AVX512 masked load and store functions (simde_mm512_mask_{loadu,storeu}_*) are implemented incorrectly
The masked functions should not touch memory where the mask is set to 0 at all.
Instead, the simde_mm512_mask_storeu_* functions write a 0 if the mask is set to 0. Take for example the following code:
#include <iostream>
#include "simde/x86/avx512.h"
int main() {
double array[8] = { 1, 2, 3, 4, 5, 6, 7, 8};
simde_mm512_mask_storeu_pd(array, 0, simde_mm512_setzero_pd());
for (auto d : array) {
std::cout << d << " ";
}
std::cout << std::endl;
return 0;
}
Using SIMDe:
> g++ -o test -mno-avx512f test.cpp
> ./test
0 0 0 0 0 0 0 0
Using native AVX512
> g++ -o test -mavx512f test.cpp
> ./test
1 2 3 4 5 6 7 8
For the simde_mm512_mask_loadu_* the issue isn't as severe since they do correctly keep the old values in the target register, however they still load all values from the source into a temporary register which could cause segmentation faults. Take for example the following code:
#include <iostream>
#include "simde/x86/avx512.h"
int main() {
simde__m512d a = simde_mm512_setzero_pd();
simde_mm512_mask_loadu_pd(a, 0, nullptr);
for (int i = 0; i < 8; ++i) {
std::cout << a[i] << " ";
}
std::cout << std::endl;
return 0;
}
Using SIMDe:
> g++ -o test -mno-avx512f test.cpp
> ./test
Segmentation fault (core dumped)
Using native AVX512:
> g++ -o test -mavx512f test.cpp
> ./test
0 0 0 0 0 0 0 0
@Jakob-en Thank you for your report, this makes sense and I see how we missed this in testing (we initialized to all zeros and also some functions aren't tested).

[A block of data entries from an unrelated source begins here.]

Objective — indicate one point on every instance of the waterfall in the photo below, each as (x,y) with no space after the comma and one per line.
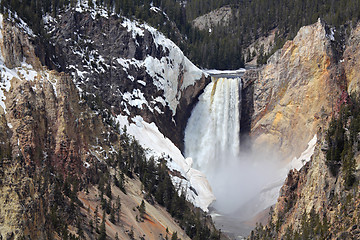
(213,130)
(212,135)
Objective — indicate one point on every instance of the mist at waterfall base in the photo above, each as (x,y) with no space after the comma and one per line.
(212,139)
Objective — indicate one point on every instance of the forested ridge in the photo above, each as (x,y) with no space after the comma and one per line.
(223,47)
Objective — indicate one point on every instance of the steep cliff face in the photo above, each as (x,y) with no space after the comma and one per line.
(55,149)
(130,66)
(351,60)
(295,92)
(315,202)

Are you able to contribute a fix?
This functionality is important to me and I hope to be contributing a fix shortly for it.

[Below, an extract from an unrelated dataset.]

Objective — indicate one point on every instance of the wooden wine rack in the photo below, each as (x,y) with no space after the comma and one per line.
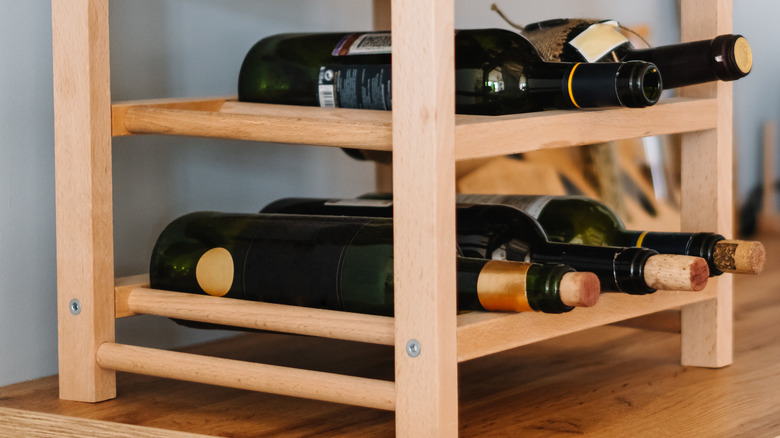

Unfortunately, other than scalar fallback I don't see a good general compat solution here. The avx512 masked load/store instructions are guarenteed to neither touch memory or cause a page fault if the respective lane is masked out, which means you can't even fallback to the prior AVX masked ops (which did not guarentee no page fault).